C’est une mesure de gestion, discutée avec les acteurs du territoire, dans un contexte où certaines populations déclinent fortement.

La difficulté est de trouver la bonne distance : trop intervenir peut poser problème, mais ne rien faire peut aussi avoir des conséquences. Les données de terrain permettent d’éclairer ces choix.

Ce que cette plante nous apprend

La Centaurée de la Clape ne raconte pas seulement l’histoire d’une plante rare du massif de la Clape. Elle permet de comprendre une situation plus générale : celle d’espèces très localisées, peu mobiles, dépendantes de petites populations, confrontées à un habitat qui se transforme et à des épisodes de chaleur plus fréquents.

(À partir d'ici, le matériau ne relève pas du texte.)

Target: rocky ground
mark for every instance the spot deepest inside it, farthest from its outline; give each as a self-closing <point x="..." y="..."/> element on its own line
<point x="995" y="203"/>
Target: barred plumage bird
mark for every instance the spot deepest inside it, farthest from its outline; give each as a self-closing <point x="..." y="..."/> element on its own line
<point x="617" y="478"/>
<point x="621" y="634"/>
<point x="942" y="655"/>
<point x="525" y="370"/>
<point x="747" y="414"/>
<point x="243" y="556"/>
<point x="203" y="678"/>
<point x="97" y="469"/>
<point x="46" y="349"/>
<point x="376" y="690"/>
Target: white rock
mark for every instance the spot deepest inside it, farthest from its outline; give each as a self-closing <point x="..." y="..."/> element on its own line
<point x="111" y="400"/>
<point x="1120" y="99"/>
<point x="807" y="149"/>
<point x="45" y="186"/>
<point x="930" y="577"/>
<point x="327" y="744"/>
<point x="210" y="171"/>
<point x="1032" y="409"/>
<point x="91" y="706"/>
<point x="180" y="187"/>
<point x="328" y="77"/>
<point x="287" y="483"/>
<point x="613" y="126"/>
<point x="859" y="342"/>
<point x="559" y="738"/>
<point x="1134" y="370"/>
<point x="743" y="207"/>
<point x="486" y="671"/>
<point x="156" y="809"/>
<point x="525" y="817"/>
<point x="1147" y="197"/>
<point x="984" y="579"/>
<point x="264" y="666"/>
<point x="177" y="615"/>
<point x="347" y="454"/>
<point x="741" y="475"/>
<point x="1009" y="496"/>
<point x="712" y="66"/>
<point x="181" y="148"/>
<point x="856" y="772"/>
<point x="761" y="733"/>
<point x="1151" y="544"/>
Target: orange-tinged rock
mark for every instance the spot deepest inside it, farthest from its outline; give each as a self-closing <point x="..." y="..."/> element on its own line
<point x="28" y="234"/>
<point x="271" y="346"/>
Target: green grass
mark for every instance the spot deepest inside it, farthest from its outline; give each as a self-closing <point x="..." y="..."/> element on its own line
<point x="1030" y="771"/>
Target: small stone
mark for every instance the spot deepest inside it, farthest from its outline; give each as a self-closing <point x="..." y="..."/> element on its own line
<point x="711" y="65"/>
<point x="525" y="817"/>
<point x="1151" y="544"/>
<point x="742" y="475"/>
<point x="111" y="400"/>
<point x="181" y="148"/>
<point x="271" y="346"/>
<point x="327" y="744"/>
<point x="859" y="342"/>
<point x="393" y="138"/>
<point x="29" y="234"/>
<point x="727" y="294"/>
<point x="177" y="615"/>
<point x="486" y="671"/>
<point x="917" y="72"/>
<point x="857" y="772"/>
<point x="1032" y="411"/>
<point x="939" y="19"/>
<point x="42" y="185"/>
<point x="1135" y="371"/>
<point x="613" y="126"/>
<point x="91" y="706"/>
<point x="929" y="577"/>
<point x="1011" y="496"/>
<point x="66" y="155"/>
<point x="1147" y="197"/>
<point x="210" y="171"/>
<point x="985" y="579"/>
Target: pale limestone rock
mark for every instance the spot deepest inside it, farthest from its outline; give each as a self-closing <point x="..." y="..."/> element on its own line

Elle montre aussi que la conservation ne se résume pas à une idée simple. Il ne suffit pas de dire “protéger”, “restaurer” ou “sauver”. Il faut savoir ce que l’on protège, comment l’espèce se reproduit, comment elle se disperse, quels sont ses partenaires, quelles sont ses limites, et ce que les données disent vraiment.

Une graine qui tombe à quelques centimètres, une plantule qui doit passer plusieurs étés, une plante qui ne fleurira qu’après plusieurs années : la dynamique de la Centaurée de la Clape se joue à cette échelle-là. C’est une échelle discrète, peu spectaculaire, mais décisive pour comprendre ce que devient une espèce rare quand son milieu change.